The governor now says the new recreational marijuana proposal has been written correctly. “If it passes, it’s going to be implemented. That’s just the facts.”
South Dakota Governor Kristi Noem (R), who has opposed adult-use marijuana legalization for a while, now says she’d allow the implementation of the law.
During a recent meeting with around 20 constituents in Rapid City, Noem explained why she challenged the 2020 ballot measure, which advocates criticized for overturning the will of the people as 54% of voters backed it. The governor talked about what would happen if she gets reelected and initiates Measure 27 if it is approved next week in the elections. The bill would legalize recreational marijuana for adults over 21.

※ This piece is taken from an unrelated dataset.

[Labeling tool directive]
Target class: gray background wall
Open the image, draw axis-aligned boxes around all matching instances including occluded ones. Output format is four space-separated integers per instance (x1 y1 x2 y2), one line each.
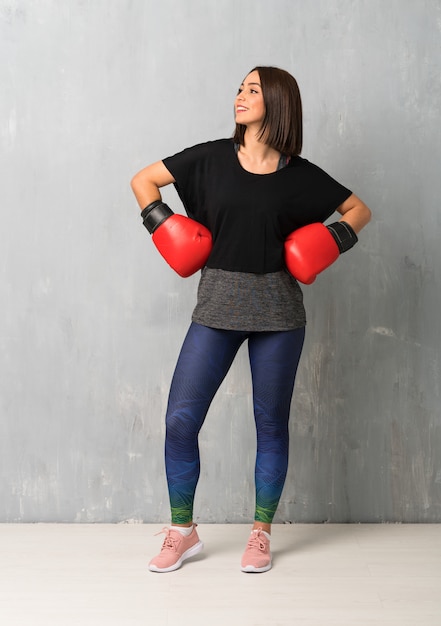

Noem had initially insisted on the court challenge, saying the measure was unconstitutional, reported Rapid City Journal.
“I raised my right hand and said that I would uphold the state Constitution and the U.S. Constitution. The basis of every decision comes from that,” Noem said.
Circuit Judge Christina Klinger confirmed Noem’s criticism, ruling the initiative violates the requirement that constitutional amendments can deal with just one subject.
“Amendment A is a revision as it has far-reaching effects on the basic nature of South Dakota’s governmental system,” Klinger, who was appointed by Noem in 2019, wrote in her ruling.
According to Noem, if she’d allowed for the marijuana amendment to become law, it would create a precedent for not allowing the challenge of other amendments that may also be unconstitutional.
What About Initiated Measure 27?
The governor now says the new recreational marijuana proposal has been written correctly.
“If it passes, it’s going to be implemented. That’s just the facts,” Noem said.
It’s hard to imagine an adult-use cannabis program established under Noem, considering how much she has pushed against it. In addition to vetoing the legalization measure, the governor vetoed a marijuana expungement bill in March calling it a “bad precedent” for criminal justice.
“This bill is also retroactive, which is a bad precedent for criminal justice issues where fairness is paramount,” Noem said at the time. “Further, even with the legalization of medical cannabis, there must remain consequences for using illegal drugs at a time when the use and possession of marijuana, even for alleged medical purposes, was illegal.”
Will she actually allow cannabis reform this time, or will she find another way to overrule the will of the people? It remains to be seen, but first, it is up to the voters to repeat their consensus from last year, and to reelect Noem, right?